In particular, [itex](H \cap K) x = (H \cap K) y[/itex] <=> xy-1 is in [itex]H \cap K[/itex]. Since we already know that xy-1 is in K (because we're looking at cosets in K), this turns out to be the same condition that Hx = Hy. So the number of cosets Hk as k runs over K is the index of [itex]H \cap K[/itex] in K, i.e. |K|/|[itex]H \cap K[/itex]|.

Can you finish it off now?

That was enlightening. It's easy to finish it off - every coset has |H| elements, so, since HK is the union of cosets Hk, where k is from K, one obtains |HK|= |K||H| / [itex]|H \cap K|[/itex]. Thanks a lot!
 

1. What is "Proof of |HK| = (|H|*|K|)/|H∩K| for subgroups H and K in G"?

Proof of |HK| = (|H|*|K|)/|H∩K| is a mathematical formula that describes the relationship between the size of a subgroup formed by the combination of two smaller subgroups in a group G, and the sizes of the individual subgroups and their intersection.

2. Why is this formula important in mathematics?

This formula is important because it helps us understand the structure and behavior of groups in mathematics. It allows us to make predictions about the size of subgroups and their intersections, which can then be applied to various mathematical problems and proofs.

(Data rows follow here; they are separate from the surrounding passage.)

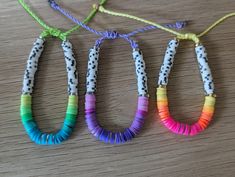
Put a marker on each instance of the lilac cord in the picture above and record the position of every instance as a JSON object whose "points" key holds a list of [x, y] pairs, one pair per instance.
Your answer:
{"points": [[113, 34]]}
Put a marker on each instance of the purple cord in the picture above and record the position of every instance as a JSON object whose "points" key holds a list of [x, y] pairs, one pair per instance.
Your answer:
{"points": [[113, 34]]}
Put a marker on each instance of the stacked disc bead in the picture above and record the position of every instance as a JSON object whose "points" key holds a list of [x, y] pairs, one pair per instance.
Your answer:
{"points": [[162, 100], [29, 123]]}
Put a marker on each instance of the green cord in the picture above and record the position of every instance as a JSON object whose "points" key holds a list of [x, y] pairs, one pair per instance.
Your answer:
{"points": [[55, 32], [102, 2]]}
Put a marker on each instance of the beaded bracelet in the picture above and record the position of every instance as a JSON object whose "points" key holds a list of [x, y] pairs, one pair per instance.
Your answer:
{"points": [[90, 98], [29, 123], [92, 71], [162, 101]]}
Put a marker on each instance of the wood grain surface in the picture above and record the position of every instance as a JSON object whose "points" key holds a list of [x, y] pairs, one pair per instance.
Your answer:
{"points": [[155, 152]]}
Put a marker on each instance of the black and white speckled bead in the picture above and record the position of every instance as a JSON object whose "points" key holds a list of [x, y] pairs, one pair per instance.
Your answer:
{"points": [[168, 62], [202, 63], [204, 69], [92, 69], [32, 65], [70, 67], [140, 73]]}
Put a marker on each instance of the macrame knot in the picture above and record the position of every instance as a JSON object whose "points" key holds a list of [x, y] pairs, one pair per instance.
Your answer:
{"points": [[111, 34], [189, 36], [53, 4]]}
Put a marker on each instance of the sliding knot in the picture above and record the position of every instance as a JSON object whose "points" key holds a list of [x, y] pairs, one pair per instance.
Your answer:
{"points": [[111, 34], [189, 36]]}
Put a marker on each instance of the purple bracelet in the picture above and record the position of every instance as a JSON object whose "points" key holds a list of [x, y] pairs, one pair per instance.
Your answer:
{"points": [[90, 99], [92, 71]]}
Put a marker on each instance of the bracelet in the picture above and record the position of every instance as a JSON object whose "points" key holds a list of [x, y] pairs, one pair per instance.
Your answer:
{"points": [[162, 100]]}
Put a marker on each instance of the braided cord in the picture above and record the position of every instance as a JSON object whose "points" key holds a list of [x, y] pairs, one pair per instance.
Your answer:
{"points": [[179, 35]]}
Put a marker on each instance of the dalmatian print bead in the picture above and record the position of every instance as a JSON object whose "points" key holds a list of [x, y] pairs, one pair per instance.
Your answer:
{"points": [[204, 69], [140, 73], [92, 69], [32, 65], [70, 67], [168, 62], [202, 63]]}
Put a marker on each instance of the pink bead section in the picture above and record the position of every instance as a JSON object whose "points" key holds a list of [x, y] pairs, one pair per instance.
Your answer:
{"points": [[114, 137]]}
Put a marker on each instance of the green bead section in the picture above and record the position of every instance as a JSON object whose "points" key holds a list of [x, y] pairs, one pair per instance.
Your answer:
{"points": [[72, 107]]}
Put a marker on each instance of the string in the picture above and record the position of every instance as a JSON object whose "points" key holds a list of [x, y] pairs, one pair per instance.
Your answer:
{"points": [[179, 35], [51, 31], [111, 34]]}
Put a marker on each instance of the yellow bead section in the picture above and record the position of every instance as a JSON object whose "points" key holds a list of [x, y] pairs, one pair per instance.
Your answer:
{"points": [[72, 107], [209, 101]]}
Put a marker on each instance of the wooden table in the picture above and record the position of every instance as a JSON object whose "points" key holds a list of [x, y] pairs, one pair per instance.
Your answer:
{"points": [[155, 152]]}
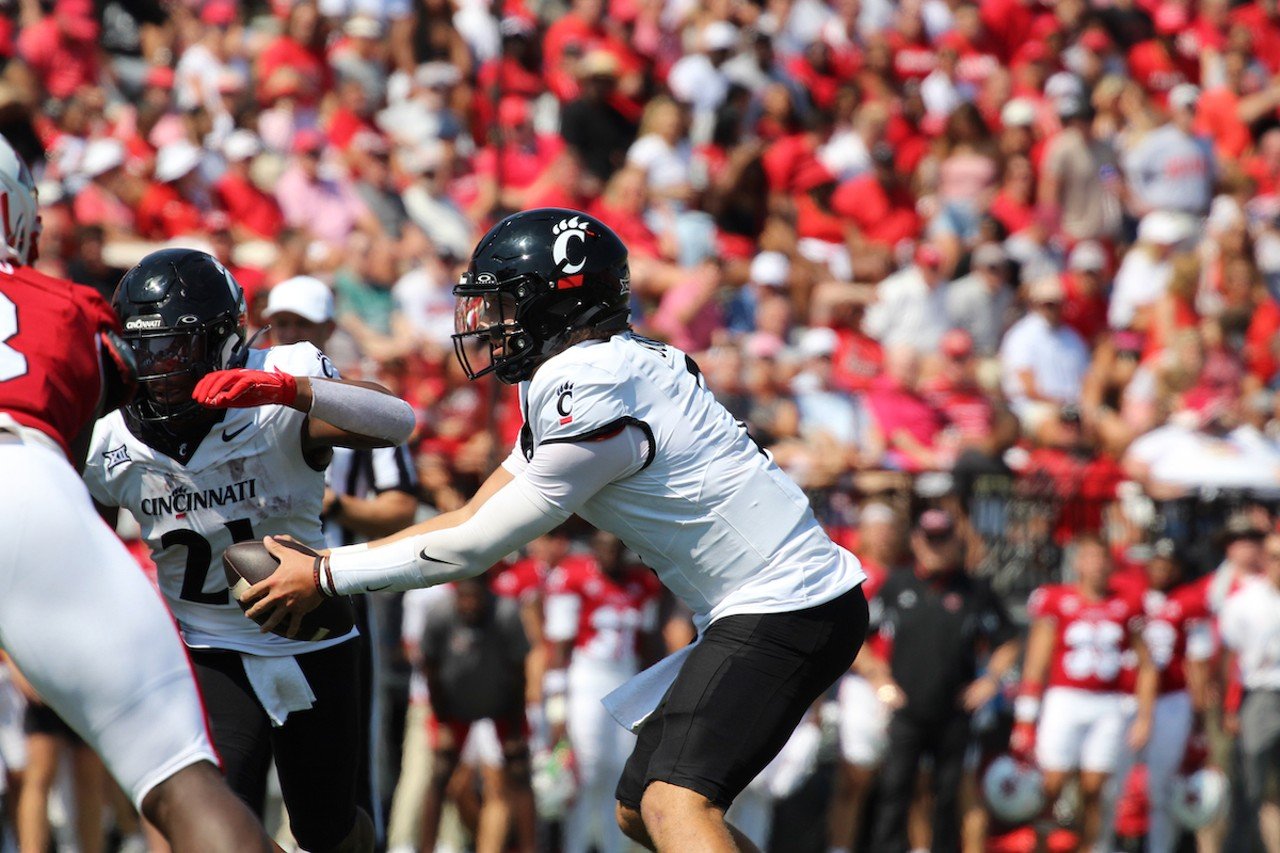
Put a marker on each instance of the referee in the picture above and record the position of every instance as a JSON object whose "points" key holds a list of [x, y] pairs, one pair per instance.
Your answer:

3. How is this formula derived?

This formula is derived using basic principles of group theory, specifically the Lagrange's Theorem, which states that the order (size) of a subgroup must divide the order of the group. By applying this theorem to the intersection of two subgroups, we can derive the formula for the size of the combined subgroup.

4. Can this formula be applied to any type of group?

Yes, this formula can be applied to any type of group, as long as the group satisfies the requirements for subgroups and their intersections. It is a fundamental concept in group theory and can be used in a wide range of mathematical problems and proofs.

5. What are some real-world applications of this formula?

This formula has many real-world applications, particularly in computer science and physics. It is used in cryptography to analyze the security of encryption algorithms, and in particle physics to understand the symmetries and interactions of subatomic particles. It is also used in economics to model the behavior of markets and in social networks to study the relationships between individuals.